Similarly, although their profits climbed 6.3 per cent, this was still lower than the 14.7 per cent increase achieved in 2014. Extraordinary income dipped by 21.5 per cent.

The market is not only congested, but is also facing significant pressure from external uncontrollable factors such as oil price fluctuations, a weak real estate industry, and even the British exit from the European Union, to name a few. Mergers are indeed a viable option, especially amidst the economic uncertainties besetting the world today.

The move towards this end is growing as a means to diversify risk, reduce cost, and increase efficiency.

Take the case of Emirates NBD that was created following the successful merger of Emirates Bank International and National Bank of Dubai in 2007. The transaction was the biggest in the local market at that time.

Today, Emirates NBD is one of the biggest banking groups in the Middle East in terms of assets. In 2009, Dubai Bank and Emirates Islamic Bank also joined forces to establish Emirates Islamic, which is owned by the Emirates NBD Group.

Recently, the local sector welcomed the news of an approved tie-up proposal between First Gulf Bank (FGB), the third largest bank in the UAE by assets, and National Bank of Abu Dhabi (NBAD). They are the first largest local banks to consider consolidation since 2007.

The FGB-NBAD merger is expected to pave the way for more bank consolidations not only in the UAE but in its neighbouring economies as well. After the union is finalised by early 2017, financial consultants say that the industry could witness the rise of a regional powerhouse with $170 billion (Dh623.9 billion) in assets.

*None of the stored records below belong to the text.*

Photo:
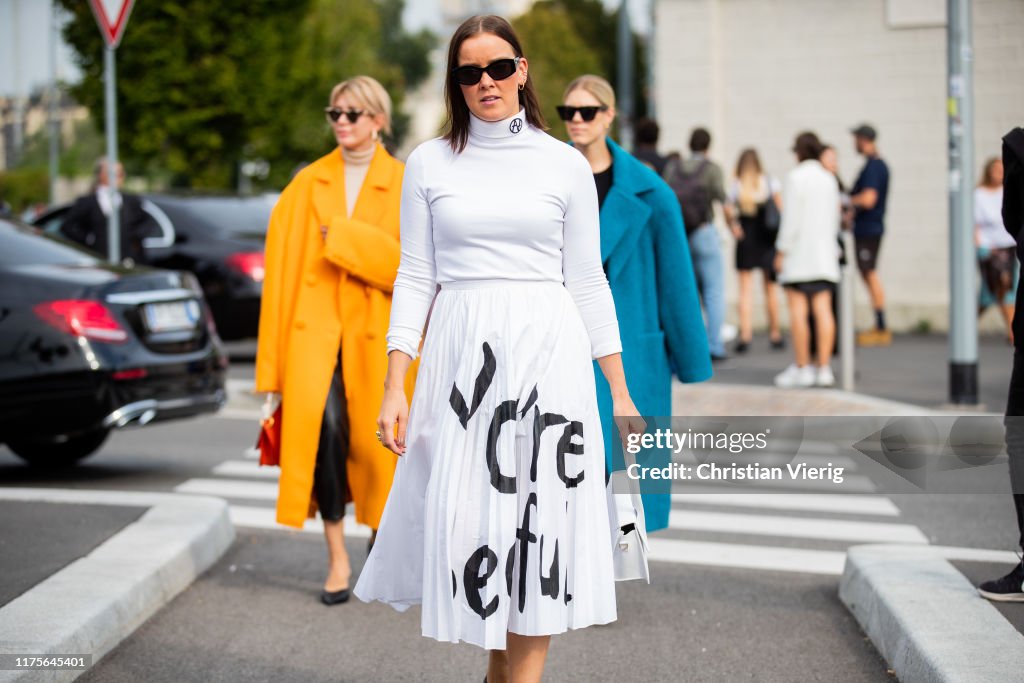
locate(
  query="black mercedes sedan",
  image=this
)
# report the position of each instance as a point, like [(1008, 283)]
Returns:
[(217, 239), (87, 347)]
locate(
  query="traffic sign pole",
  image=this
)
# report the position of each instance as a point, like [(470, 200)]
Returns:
[(111, 105), (112, 15)]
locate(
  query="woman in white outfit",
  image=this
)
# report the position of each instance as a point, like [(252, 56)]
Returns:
[(498, 519), (807, 262), (996, 257)]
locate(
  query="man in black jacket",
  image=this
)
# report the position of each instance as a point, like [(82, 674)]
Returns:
[(1011, 587), (86, 222)]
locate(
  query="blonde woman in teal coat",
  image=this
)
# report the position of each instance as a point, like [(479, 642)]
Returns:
[(647, 260)]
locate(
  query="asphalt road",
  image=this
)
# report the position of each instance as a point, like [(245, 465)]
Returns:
[(719, 608)]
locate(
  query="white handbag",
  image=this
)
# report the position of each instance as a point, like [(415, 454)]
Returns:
[(629, 529)]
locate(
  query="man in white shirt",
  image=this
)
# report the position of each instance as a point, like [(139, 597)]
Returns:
[(86, 222)]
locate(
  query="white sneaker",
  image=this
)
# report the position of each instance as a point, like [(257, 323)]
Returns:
[(795, 376)]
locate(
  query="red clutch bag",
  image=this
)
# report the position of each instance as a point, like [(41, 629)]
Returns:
[(268, 442)]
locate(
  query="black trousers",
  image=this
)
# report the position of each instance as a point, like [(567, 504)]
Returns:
[(1015, 436), (331, 477)]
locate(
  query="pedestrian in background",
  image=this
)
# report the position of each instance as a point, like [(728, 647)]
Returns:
[(332, 256), (86, 222), (807, 262), (647, 260), (995, 247), (1011, 587), (753, 213), (868, 199), (646, 132), (829, 160), (698, 182), (503, 447)]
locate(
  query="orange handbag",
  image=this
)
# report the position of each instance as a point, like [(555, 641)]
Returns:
[(268, 442)]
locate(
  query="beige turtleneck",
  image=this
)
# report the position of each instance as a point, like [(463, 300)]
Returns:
[(356, 165)]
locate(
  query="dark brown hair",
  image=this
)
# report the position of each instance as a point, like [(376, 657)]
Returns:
[(699, 140), (807, 146), (456, 129), (749, 156), (986, 174)]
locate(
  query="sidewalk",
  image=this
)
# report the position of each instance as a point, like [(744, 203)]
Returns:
[(914, 370), (96, 595)]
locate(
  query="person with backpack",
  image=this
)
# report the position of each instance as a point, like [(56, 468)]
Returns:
[(753, 213), (698, 182)]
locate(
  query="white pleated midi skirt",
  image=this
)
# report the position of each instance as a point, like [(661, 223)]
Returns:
[(498, 517)]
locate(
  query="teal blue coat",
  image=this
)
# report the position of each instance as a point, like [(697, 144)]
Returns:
[(647, 260)]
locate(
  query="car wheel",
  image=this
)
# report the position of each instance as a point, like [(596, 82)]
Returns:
[(57, 451)]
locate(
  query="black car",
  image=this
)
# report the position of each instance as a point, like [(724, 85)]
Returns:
[(87, 347), (218, 239)]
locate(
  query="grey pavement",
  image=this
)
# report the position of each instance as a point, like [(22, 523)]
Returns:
[(913, 370), (927, 619), (254, 613), (255, 616)]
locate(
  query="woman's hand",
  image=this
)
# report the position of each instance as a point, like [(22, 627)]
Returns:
[(625, 413), (393, 417), (627, 419)]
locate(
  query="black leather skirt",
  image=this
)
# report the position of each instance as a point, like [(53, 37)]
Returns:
[(330, 477)]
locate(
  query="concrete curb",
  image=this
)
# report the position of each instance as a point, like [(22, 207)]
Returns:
[(95, 602), (925, 616)]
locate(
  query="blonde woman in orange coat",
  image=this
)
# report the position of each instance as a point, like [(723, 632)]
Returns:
[(332, 256)]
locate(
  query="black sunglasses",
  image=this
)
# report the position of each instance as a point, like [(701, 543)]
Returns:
[(333, 113), (498, 70), (566, 113)]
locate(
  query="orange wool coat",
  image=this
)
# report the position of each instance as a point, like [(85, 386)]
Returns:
[(322, 293)]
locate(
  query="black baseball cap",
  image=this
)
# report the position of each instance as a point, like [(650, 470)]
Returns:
[(864, 131)]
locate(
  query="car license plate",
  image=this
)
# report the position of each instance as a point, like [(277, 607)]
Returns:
[(171, 316)]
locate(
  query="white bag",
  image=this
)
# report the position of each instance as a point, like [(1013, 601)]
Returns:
[(629, 550)]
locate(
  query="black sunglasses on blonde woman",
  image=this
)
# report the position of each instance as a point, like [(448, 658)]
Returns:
[(498, 71), (333, 113), (566, 113)]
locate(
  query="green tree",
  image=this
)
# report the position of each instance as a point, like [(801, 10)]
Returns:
[(203, 86), (556, 54)]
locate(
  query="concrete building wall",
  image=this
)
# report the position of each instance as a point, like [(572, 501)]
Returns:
[(758, 72)]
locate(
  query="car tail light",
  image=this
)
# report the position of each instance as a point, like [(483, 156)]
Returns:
[(133, 374), (248, 263), (82, 318)]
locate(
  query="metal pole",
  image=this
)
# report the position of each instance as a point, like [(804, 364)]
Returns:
[(625, 77), (17, 133), (52, 109), (651, 100), (114, 219), (963, 311), (846, 345)]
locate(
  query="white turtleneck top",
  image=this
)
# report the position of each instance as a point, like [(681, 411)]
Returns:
[(516, 204), (356, 166)]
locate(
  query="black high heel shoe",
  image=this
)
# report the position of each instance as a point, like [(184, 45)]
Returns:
[(335, 597)]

Additionally, their operations will be diversified, opening up more room for funding advantages and cost optimisation. Under this context, it is also in the best interest of smaller institutions to ultimately follow in the footsteps of the country’s largest banks so as not to lose out on a wide range of opportunities and benefits, from increased value generation to higher cost efficiency and revenue to wider market share.

Bank mergers across the world are usual occurrences, with risk management and other crucial concerns as the main considerations. It is normal for banks to conduct an exhaustive risk analysis to balance their deposit and credit portfolios, and mergers can diversify these risks to a significant extent.

Other reasons many banks are opting for mergers include a drastic increase in market competition, innovation of new financial products, and consolidation of national and regional financial systems.

Following the lead of their international counterparts, local banks can tap mergers to significantly improve the size and scale of the domestic and regional banking sector.

The writer is Managing Director, Orient Planet Group.